Afinal, quem é ela? No que consiste essa palavra que remete a algo que nos parece sagrado, indissolúvel, dogmático? Na religião política, essa é a verdade que ninguém pode contestar, a divindade mais bela e perfeita, que jamais deverá ser imaculada. Ela compõe dentro do sistema global a dualidade onde a #Ditadura é o "coisa ruim". Nesse contexto, a ditadura (que virou antônimo de #Democracia) é aquela que deverá ser evitada, afastada e combatida.

Mas, afinal, o que é democracia? Não sabe responder? Então você cultua cegamente algo que não tem ideia do que significa, do que representa? Não fique triste, faz parte da nossa cultura acreditar e seguir como marionetes aquilo que nos é mostrado sem questionar.

Publicidade
Publicidade

Preferimos aceitar as coisas como estão colocadas do que debater o que elas são. Isso deixa a vida mais tranquila. Afinal, já tenho tantas coisas para me preocupar, por que então discutir a tal democracia? É melhor chegar do trabalho, sentar na frente da TV e pagar as contas todo dia 10.

Se você não parou de ler depois do parágrafo anterior, meus parabéns. Você talvez esteja a fim de debater e tentar entender melhor as coisas. Então, vamos lá. A democracia nos remete à Grécia Antiga, mais precisamente Atenas. Tratava-se de um sistema que dava aos cidadãos o direito de participar das decisões de sua cidade e debater sobre seu futuro. Mas ela não era ideal como muitos pregam. Os cidadãos - aqueles que podiam participar das decisões políticas - eram apenas os homens maiores de 18 anos e filhos de pais atenienses.

Publicidade

Portanto, eles compunham apenas uma pequena parcela da população ateniense, em torno de 10%. E os outros 90%? As mulheres, as crianças, os escravos e os estrangeiros tinham de se submeter às decisões tomadas por uma minoria. Até mesmos os cidadãos pobres estavam excluídos do processo, pois apesar de ter o direito ele não era exercido, já que debater e votar em praça não era uma profissão, ninguém era pago para isso, tratava-se de uma vocação. Ou seja, só aqueles que possuíam riquezas e escravos participavam de fato. As decisões continuavam nas mãos de uma minoria dirigente.

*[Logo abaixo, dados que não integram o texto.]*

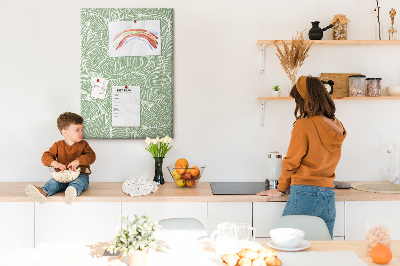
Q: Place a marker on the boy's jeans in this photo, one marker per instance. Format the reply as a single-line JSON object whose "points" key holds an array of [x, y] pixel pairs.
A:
{"points": [[314, 201], [80, 184]]}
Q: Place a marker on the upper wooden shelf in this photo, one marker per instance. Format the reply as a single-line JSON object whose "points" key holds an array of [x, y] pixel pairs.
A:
{"points": [[339, 42], [335, 98]]}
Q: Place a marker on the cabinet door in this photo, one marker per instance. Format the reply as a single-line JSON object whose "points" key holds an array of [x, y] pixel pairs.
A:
{"points": [[165, 210], [358, 212], [266, 215], [79, 222], [220, 212], [16, 226]]}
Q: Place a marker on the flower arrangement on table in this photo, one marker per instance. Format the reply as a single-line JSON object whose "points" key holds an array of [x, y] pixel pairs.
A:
{"points": [[158, 148], [136, 237]]}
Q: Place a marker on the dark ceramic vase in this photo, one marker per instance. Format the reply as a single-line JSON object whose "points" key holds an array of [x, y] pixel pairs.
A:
{"points": [[316, 33], [158, 175]]}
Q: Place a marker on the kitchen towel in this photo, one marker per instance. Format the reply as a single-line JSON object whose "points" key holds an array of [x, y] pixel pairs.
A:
{"points": [[315, 258], [139, 186]]}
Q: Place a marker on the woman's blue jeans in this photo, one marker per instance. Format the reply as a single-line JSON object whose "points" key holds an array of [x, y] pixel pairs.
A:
{"points": [[80, 184], [314, 201]]}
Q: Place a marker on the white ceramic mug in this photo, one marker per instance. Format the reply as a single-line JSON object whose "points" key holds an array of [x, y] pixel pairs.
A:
{"points": [[243, 234]]}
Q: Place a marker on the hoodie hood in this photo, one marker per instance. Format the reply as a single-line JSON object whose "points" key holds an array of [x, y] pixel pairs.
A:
{"points": [[331, 133]]}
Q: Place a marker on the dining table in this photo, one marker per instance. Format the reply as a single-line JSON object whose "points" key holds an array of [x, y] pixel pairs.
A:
{"points": [[77, 254]]}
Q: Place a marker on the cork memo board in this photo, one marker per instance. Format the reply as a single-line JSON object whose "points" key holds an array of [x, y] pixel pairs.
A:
{"points": [[341, 80], [126, 72]]}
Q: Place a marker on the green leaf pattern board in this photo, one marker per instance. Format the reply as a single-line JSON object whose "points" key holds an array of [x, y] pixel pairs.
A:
{"points": [[152, 73]]}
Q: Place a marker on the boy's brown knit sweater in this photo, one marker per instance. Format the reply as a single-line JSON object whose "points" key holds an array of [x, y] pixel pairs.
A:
{"points": [[313, 154], [65, 154]]}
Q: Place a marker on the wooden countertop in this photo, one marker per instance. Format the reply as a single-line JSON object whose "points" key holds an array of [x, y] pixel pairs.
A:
{"points": [[112, 192], [92, 253]]}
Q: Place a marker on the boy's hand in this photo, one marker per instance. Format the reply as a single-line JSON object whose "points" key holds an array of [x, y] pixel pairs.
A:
{"points": [[74, 164], [58, 165]]}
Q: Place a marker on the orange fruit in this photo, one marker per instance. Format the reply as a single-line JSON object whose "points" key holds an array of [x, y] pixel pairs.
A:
{"points": [[381, 254]]}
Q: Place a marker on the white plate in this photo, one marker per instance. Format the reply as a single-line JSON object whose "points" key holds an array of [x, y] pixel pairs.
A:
{"points": [[303, 245]]}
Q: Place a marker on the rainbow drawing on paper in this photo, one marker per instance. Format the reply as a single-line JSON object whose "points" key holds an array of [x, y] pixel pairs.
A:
{"points": [[125, 36], [134, 38]]}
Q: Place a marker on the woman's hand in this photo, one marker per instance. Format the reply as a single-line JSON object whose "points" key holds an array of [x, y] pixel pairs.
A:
{"points": [[272, 193]]}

No século 20, após a guerra mundial, a democracia ganhou um forte significado: a luta contra o totalitarismo e a ditadura. É um período de antagonismos: o socialismo versus o capitalismo, a liberdade versus a repressão, a individualidade versus a coletividade, a ditadura versus democracia. Em um contexto em que ganhar terreno, aliados e zonas de influência eram a obsessão das duas grandes potências, a democracia e a defesa da liberdade passam a ser os discursos que prometem movimentar as massas em busca da destruição e aniquilação da ditadura na Ásia e no Leste Europeu.

Publicidade

Na América Latina chegamos ao extremo e à incoerência de implantar uma ditadura para proteger a democracia de outra ditadura. Como somos inteligentes.

Hoje, discutir democracia se restringe aos discursos praticados na Guerra Fria. Ou você é democrático ou é ditador, não existe meio termo. A democracia, tão defendida e imaculada por nós, se restringe às eleições. Então democracia na atualidade consiste meramente em escolher nossos representantes, nada mais. Democracia não é distribuição de renda justa, acesso igualitário às condições dignas de vida ou ser julgado igualmente sobre um crime cometido. Se eu voto, vivo em uma democracia, se eu não voto, eu vivo em uma ditadura. Simples assim. Democracia e ditadura foram banalizadas, esvaziadas de sentido. Um país que dá acesso ao voto mas exclui boa parcela de sua população da riqueza produzida é democrático? Um país que não permite a escolha de seus representantes por parte da população mas permite a ela o acesso justo aos serviços essenciais é ditador?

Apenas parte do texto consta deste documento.